Center for Refining Information (CRI) is a spin-off company founded by the University of Warsaw in 2019
CRI commercializes the innovative achievements of the Faculty of Journalism, Information and Bibliology in the field of analysis of large information resources (BigData).
Studies carried out since 2010 in the Department of Information Technology of the Media have resulted in the development of a concept and practical implementation of a new innovative system for searching, collecting and analyzing large text collections called Refining Information (RI).
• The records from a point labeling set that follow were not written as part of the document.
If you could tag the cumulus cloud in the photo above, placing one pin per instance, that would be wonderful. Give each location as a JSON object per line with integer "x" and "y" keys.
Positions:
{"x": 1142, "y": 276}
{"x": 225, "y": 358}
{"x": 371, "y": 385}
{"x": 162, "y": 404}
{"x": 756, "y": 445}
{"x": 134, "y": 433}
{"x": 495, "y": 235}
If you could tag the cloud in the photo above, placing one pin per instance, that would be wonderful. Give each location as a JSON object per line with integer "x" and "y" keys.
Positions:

The effectiveness of this method was confirmed, among others, by the results of research on electoral preferences, indicating social expectations or identifying and determining the dynamics of changes in innovation processes. The scope of CRI services includes an assessment of the current state of the studied cases and forecasts of social, political and economic processes. The researchers are also in the CRI market offer.
The strength of CRI is the staff of over a dozen people: IT specialists, analysts, economists and bibliologists. The unique, transparent ICT tools created by CRI experts enable reliable, efficient identification and collection of source data as well as their precise quantitative analysis – refining information enriched by AI elements, especially the machine lerning.
We are technologically independent, the system is scalable, redundant – with sufficient power. Technical facilities meet the basic conditions of teleinformation security (staff – state certificate of the inspector and IT security administrator).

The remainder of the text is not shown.